Monday, June 27, 2016

Missed Opportunity

This weekend was the Pride celebration in Oklahoma City, and once again they had an "art" show.  This was only the second time, and they're still trying to get their act together.  I expected that, since I had done the show last year, I might have gotten some notification, but apparently that's not a thing.  I didn't actuall find out they were doing it for sure until I saw it on the schedule in the Gazzette two days before the show.  So if I am to do this show next year, I'm going to have to be a lot more proactive about my participation.

Last year, I was in the unique position of being the ONLY artist in the art show.  Everyone else was selling t-shirts, trinkets, and advertising services.  This year, with my absence, there were no artists at all.

My entry last year was the result of some effort on the part of the committee to attract artists to the show.  A fellow came out to the Paseo show and was passing out coupons for half off the entry fee.  The going rate for art show entries is about $100 per day, slightly over that if it's a large established show.  They were charging $200 for a day and a half, and it was necessary to tear down just as the crowds were arriving because the tents are set up on the parade route.  There are spaces available at the side, for an additional cost, tho.

I did moderately well at last year's show, but I think I might have done better this year.  I think that the new pics I have would appeal to that particular audience.  But money is a problem right now for everyone, and the new pics are more expensive than my old p&i prints.  But I still would have liked to have tried.

Monday, June 20, 2016

Self Satisfaction

I'm feeling very pleased with myself.  I finished a painting.

This is the painting that I was working on when my friend Loggan convinced me that I needed to start printing some of my photos instead of just hiding them on my computer with the idea that someday I'd get around to painting or drawing them.  And now it's done.  And apparently sold.

If you've been to my shows and asked me about the photos that I showed this year, then you already know much of this story.  I take lots of pictures.
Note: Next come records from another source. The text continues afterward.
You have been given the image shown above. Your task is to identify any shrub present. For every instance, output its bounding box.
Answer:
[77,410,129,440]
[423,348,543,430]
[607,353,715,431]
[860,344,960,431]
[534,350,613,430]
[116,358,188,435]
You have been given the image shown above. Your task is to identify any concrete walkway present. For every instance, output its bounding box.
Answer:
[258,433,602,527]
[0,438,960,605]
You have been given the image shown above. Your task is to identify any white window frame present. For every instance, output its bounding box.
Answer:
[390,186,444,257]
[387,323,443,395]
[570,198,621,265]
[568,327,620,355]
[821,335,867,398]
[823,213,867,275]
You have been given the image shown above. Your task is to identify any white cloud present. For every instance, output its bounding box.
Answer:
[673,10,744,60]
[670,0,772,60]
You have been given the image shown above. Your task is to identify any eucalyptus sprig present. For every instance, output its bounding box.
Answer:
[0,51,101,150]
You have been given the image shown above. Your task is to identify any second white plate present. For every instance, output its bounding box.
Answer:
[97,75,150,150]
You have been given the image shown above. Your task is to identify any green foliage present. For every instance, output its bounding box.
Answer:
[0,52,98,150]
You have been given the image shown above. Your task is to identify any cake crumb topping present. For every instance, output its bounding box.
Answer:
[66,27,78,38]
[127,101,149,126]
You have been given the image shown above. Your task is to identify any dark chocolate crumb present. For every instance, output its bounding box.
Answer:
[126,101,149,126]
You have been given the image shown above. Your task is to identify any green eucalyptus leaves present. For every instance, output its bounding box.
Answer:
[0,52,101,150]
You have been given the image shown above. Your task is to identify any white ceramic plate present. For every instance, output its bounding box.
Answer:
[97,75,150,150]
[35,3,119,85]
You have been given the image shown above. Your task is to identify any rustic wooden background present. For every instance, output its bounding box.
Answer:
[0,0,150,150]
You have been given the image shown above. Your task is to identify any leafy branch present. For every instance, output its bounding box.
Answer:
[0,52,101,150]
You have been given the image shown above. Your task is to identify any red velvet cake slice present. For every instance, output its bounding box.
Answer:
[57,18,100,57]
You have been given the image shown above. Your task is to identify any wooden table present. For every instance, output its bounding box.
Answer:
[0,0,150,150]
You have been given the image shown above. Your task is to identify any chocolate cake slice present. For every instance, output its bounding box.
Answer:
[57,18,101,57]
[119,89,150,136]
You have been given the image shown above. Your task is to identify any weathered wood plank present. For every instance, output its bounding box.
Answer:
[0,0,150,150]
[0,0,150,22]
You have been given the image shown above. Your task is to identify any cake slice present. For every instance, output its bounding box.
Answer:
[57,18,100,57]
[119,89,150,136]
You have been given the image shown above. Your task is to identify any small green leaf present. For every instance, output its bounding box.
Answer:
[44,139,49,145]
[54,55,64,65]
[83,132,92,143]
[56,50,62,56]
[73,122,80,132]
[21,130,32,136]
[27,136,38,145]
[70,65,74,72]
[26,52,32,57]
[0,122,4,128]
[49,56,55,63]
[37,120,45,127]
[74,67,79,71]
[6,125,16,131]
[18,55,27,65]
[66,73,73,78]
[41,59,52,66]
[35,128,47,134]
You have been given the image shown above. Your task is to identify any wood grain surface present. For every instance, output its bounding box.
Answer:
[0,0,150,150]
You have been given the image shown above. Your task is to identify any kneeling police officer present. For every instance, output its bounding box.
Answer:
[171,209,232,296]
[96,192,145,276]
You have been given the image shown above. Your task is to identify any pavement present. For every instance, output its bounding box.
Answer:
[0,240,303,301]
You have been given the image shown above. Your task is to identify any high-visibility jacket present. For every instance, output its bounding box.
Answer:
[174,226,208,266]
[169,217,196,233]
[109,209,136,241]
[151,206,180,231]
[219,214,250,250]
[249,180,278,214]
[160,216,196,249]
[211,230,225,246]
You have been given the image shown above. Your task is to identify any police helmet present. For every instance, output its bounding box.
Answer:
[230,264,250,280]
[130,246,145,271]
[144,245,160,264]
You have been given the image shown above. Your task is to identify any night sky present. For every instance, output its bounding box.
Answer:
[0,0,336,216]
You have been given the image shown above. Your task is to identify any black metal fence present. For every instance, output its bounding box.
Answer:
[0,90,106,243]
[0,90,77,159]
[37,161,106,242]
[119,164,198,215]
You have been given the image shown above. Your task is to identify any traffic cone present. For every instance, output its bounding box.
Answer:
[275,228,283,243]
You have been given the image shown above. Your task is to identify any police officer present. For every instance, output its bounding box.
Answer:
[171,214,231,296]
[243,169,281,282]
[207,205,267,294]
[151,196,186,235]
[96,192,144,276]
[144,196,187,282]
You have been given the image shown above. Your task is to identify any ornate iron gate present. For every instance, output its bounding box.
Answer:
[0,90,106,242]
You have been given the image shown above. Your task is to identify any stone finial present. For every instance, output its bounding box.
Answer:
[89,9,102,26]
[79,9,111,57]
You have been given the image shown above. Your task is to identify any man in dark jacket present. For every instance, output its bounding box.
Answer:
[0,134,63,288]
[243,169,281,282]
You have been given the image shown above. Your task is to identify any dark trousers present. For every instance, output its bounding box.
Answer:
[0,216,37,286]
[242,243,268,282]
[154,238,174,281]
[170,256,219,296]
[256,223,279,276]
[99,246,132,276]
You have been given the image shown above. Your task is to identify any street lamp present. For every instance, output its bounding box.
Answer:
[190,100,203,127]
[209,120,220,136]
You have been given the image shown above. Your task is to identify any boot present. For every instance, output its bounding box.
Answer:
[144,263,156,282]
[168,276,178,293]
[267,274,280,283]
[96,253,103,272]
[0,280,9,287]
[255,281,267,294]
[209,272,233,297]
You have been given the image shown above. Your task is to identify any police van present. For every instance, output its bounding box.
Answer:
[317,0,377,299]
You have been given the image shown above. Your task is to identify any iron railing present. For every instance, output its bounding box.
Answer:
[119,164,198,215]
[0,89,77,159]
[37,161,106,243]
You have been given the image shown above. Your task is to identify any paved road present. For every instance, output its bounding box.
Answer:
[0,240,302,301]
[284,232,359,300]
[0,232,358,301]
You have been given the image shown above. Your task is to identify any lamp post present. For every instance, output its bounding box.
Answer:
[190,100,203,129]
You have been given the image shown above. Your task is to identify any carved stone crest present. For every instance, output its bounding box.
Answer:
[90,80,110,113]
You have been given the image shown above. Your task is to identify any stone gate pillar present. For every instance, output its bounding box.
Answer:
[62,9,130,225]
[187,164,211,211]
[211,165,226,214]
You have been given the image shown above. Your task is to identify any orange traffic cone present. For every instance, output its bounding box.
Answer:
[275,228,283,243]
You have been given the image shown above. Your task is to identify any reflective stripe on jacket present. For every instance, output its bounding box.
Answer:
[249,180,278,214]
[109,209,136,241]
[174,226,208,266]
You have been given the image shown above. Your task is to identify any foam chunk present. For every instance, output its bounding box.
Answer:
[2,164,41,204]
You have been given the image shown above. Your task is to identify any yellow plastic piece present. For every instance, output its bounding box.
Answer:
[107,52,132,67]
Lots.  Tons.  And now that everything is digital, whether on my camera or my phone, all of them get loaded up on my computer.  I then play around with the ones I like best...  Well, actually, I play around with most of them regardless, finding the best composition, changing it to black and white if it should be a pen & ink,  tweaking the colors if it should be a painting, sometimes changing the color scheme entirely, and running them through some other filters to add some cool visual effects.  Sometimes I forget to go to bed when I'm doing this.  And then, after all that work, it goes on a memory stick in a file called "potential" where it mostly sits unseen except by me and, perhaps, the man-spouse if he happens to notice. 

I like morning light a lot, so frequently my picture taking expeditions happen on a Sunday morning when I'm getting off work, and the parking downtown is free and abundant.  The photo for the painting above was taken one October morning when the sun had moved to the south and was lighting up the north side of the Bricktown Canal.  There is a bar on that side (I thought it was a restaurant, but it's a bar) where all the seating is brightly painted wooden chairs.  The morning light on the chairs was incredibly beautiful, and I took several pictures with my little Kodak.  Six of those pictures turned out pretty good, five I liked well enough to paint, four I intend to paint (though I haven't decided which one to skip,) and two I love.

Frankly, painting a series is pretty ambitious for me.  I already have five canvases sitting in the studio that I haven't been working on, some of them years old.  And there is a large pen & ink that I started a year and a half ago that hasn't seen the light of day in... uh...

 I know.  I'm ashamed. 

So one night, Loggan and his partner, Steve, come over for dinner, and we all wander out to the studio because Loggan wants to see what I'm working on.  I showed him this partially completed painting, and explain that it's going to be one of four, and then I fire up the computer to show him the other three.  As I'm scrolling through the source file, he says, "What's all this?"  I explained that this is my source file for all my future works.  He said, "Doc, you're never going to get around to that.  These are wonderful the way they are.  Why don't you just find someone who can print them for you, and put them in your show, and see if anyone likes them."  The man-spouse concurred, because, well, he knows me.

Within a couple of weeks afterwards, I found out that Tim, the guy who cuts my frames for me, had a giclĂ©e machine.  I asked some questions about how it worked, and how I should provide him with my images, and then brought him my memory stick with all my pictures.  I had him print my favorite.  O Em Gee, it was gorgeous.  Ultimately, I had him print eleven different pictures, which I had in my shows this year.

But...
I discovered that some of the picture I had were small.  The large ones worked very well printed in a large format, but others, either through cropping or reducing, could not be printed large without becoming pixelated.  The chair pics happened to be thus, which is okay, because they would still be painted anyway, but there were others that I would have liked to have had ready for upcoming shows.  Yeah, I could print them small, but there's just something about the image that says it needs to be bigger, y'know?

So, in spite of having a new medium to show, it seems I still have a lot of work to do.  I guess I better get crackin'.